The last few months have been just that, a roller coaster.  Since I was diagnosed in February of 2014, I’ve been on three different medications.  I had to change  because either the medicine quit working or it caused fluid around my heart and lungs.  In January of 2016 I had both type A and type B flu as well as pneumonia along with fluid around both of my lungs.  I was admitted into the hospital where they did all sorts of tests.  They eventually removed just over two liters of fluid around my right lung.  There was at least that much or more in my left lung but they would not remove it due to risk of infection.  It was during this time they took me off the medicine that they thought was creating the fluid.

In March of 2016 I was placed on a different drug and up until August of this year, I haven’t had any side effects of the drug.  But, unfortunately due to becoming severely anemic, and after having several tests done, they found that I had a bleeding ulcer.  Oh, but it gets worse.  The medicine for the ulcer reduces the effectiveness of the CML drug.  We were told that it didn’t but it did.  During the first several months after taking the ulcer meds, my CML numbers started increasing.  After several months of this my oncologist decided that he had done all he could for me and that he was referring me to a bone marrow transplant team.  These were to be the darkest days of my life.

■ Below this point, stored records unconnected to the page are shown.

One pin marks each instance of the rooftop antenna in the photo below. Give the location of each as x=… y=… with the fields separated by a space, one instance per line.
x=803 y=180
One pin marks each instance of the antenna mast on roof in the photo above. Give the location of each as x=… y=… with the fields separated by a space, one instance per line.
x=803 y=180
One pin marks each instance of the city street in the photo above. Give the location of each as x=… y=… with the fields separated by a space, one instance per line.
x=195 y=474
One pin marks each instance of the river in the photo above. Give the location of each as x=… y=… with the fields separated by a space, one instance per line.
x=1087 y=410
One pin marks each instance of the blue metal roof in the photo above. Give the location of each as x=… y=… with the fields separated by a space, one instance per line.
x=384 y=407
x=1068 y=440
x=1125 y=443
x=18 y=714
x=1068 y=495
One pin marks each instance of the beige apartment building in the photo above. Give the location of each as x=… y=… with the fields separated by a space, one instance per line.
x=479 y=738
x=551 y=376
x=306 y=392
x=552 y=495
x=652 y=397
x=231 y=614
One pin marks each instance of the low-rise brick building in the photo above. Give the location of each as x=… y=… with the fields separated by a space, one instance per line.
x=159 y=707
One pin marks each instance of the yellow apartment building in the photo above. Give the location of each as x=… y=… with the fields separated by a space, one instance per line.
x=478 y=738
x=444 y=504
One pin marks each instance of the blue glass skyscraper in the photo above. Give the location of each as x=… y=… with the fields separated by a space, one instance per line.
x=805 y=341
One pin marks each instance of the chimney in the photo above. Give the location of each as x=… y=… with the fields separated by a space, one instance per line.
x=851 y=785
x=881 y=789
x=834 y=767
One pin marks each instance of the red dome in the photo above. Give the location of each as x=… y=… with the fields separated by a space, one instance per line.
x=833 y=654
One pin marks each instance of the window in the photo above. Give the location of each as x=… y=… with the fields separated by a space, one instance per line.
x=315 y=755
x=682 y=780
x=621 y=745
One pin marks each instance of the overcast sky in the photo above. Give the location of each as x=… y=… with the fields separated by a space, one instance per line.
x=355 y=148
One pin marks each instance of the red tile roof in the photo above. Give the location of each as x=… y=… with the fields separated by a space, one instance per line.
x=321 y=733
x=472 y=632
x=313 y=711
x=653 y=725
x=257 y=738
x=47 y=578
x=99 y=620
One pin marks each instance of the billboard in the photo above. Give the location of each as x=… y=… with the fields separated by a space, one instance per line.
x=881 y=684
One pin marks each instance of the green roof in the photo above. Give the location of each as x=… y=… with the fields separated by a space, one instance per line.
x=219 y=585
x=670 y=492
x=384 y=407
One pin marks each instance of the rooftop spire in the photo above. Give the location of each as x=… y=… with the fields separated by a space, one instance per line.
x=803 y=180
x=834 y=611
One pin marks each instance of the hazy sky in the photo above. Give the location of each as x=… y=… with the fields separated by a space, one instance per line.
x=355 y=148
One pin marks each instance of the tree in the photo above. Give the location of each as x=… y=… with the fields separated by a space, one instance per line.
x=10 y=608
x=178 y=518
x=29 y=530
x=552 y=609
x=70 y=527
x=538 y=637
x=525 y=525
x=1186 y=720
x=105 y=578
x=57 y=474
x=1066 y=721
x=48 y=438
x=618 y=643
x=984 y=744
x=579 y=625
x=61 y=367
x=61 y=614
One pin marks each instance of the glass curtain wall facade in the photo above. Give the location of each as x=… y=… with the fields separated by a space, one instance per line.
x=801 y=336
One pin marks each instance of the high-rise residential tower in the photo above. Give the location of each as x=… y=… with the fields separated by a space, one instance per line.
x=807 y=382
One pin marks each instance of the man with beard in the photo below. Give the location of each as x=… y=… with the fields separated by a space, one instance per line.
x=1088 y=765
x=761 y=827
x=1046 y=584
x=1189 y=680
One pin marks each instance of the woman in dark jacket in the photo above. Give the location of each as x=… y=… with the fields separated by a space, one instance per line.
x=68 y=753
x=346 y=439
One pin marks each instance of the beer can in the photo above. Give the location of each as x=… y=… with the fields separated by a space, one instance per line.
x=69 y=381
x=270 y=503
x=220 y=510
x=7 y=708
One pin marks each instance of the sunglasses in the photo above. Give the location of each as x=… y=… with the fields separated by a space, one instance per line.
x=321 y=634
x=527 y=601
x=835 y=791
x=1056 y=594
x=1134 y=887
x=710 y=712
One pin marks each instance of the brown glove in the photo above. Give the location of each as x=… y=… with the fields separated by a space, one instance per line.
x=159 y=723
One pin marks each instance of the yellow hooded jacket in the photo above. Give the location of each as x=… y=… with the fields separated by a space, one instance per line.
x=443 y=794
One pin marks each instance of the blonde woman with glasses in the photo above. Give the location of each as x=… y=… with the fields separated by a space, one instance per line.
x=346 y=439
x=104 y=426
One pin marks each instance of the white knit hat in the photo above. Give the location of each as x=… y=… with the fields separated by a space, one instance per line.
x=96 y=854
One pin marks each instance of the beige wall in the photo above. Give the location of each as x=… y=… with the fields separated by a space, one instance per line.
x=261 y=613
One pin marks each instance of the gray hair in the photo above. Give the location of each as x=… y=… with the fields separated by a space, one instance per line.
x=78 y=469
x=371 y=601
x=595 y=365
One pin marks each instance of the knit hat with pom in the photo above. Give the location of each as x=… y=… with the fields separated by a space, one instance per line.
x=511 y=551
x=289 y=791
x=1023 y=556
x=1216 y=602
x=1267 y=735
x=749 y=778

About the same time I was diagnosed, another young lady in my community was diagnosed with CML. She didn’t like the side effects the drug was causing so she stopped taking the drug.  Her CML escalated and she had to have a bone marrow transplant.  I followed her on Facebook through her whole ordeal.  She was in the hospital for six long weeks having this procedure. I remembered her ordeal when I was told that I would be having the same thing.

The doctor that I was sent to was not on the transplant team.  The hospital he is associated with is one of the best cancer research centers in the US but the doctor had a lot of growing up to do.  He was fresh out of college. In fact, I have a son that is not much older that he is.  My other oncologist has over thirty years of experience but like I said, this doctor is fresh out of college and from another country to boot.  Nothing wrong with that though.  What this doctor had in knowledge, he lacked in experience.  I saw this doctor about 4 times and it was enough to know that there wasn’t going to be a 5th.  He did have a couple of suggestions that I did get out of our visits.  He stated that I was not a good candidate for a bone marrow transplant and that I was probably taking way too much medicine.  He also mentioned that I was supposed to be taking my cancer meds with food, which at that time I wasn’t.

So, as of today, I’m back with my previous oncologist, my numbers are back where they need to be and most everything is where it needs to be.  I am working on getting disability. I have a hearing in January.  I’ve had to get a handicap place-card because of gout in my right foot.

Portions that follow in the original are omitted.